Desconheço-as, são coisas aquilinianas, é tudo dos livros. O que conheço do campo é muito pouco. Mas em relação às palavras não sei se daqui para a frente, com esta necessidade de comunicar e de comunicar coisas que sejam eminentemente reconhecíveis pelo outro, não estaremos a caminhar para uma mera cultura dos emojis. O emoji é muito interessante, leva a uma simplificação comunicacional. A cultura visual exige essa simplificação. Não estou a falar do grande cinema, da grande arte, mas da indústria cultural, do que se chama entretenimento, implica imediatez da comunicação. Há um leque de quatro ou cinco hipóteses de acção e depois temos quatro ou cinco hipóteses de reacção. Não há muito mais. Acho que isso até cria pathways no cérebro, e tudo o que sai fora... uma das coisas que os miúdos mais dizem é “esquisito”, o que é uma limitação da visão do mundo.
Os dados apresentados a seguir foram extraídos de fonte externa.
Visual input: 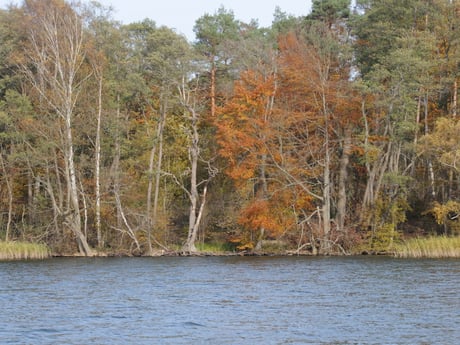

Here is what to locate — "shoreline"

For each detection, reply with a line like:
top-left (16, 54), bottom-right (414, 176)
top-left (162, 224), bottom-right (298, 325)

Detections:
top-left (3, 235), bottom-right (460, 260)
top-left (49, 249), bottom-right (387, 258)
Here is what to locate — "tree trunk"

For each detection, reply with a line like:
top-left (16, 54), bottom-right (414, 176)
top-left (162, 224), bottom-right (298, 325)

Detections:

E mais uma vez criam-se solidões a quem sai da norma.
As pessoas têm medo da solidão, mas ao mesmo tempo desejam não ter a chatice de estar com os outros. Mas estão a aparecer novos fora de negociação, até de negociação amorosa, que toma em linha de conta os respectivos egoísmos, e isso não é mau. 

Teve uma educação católica?
Felizmente não tive uma educação muito católica, mas ela fazia parte do pensamento dominante. Até aos dez anos tive uma educação razoavelmente livre e depois, no colégio interno, tive mais contacto com os aspectos mais fracturantes da educação católica para meninas num período histórico razoavelmente crítico que foi o princípio da guerra colonial.

E como foi o seu questionamento no colégio; rebelou-se?
Foi complicado, mas o livro não é uma autobiografia. Tem duas ou três coisas que achei que eram boas demais para não as incluir, porque me divertiram imenso. O colégio onde estive era muito específico. Era para filhas de militares, e a parte académica era levada muito a sério.

O colégio boicotou-lhe a fé? Qual foi a influência no modo como estruturou a sua relação com o divino?
Eu tinha uma tendência mística bastante forte, mas nunca fui muito de estudar teologia e catecismos. Era uma coisa mais vaga, ficcional. A minha relação com a religião era absolutamente ficcional. E naturalmente que a Igreja constitui uma enorme decepção para quem tem expectativas super-heróicas.

Por falar em imaginação, a Igreja oferece narrativas prontas...
E contraditórias entre si. No fundo, o que vemos é a vontade de poder, a hipocrisia imensa. É sobretudo uma visão do humano muito pouco benigna, muito pouco benévola. É uma espécie de receita para a insatisfação, para a frustração, para tudo o que é falha.

Boicotadora da imaginação?
Isso é a Igreja. Não os textos, porque esses são extraordinários, têm grande poder de sedução, embora as pessoas não os leiam. Mas está lá o princípio comum da moralidade.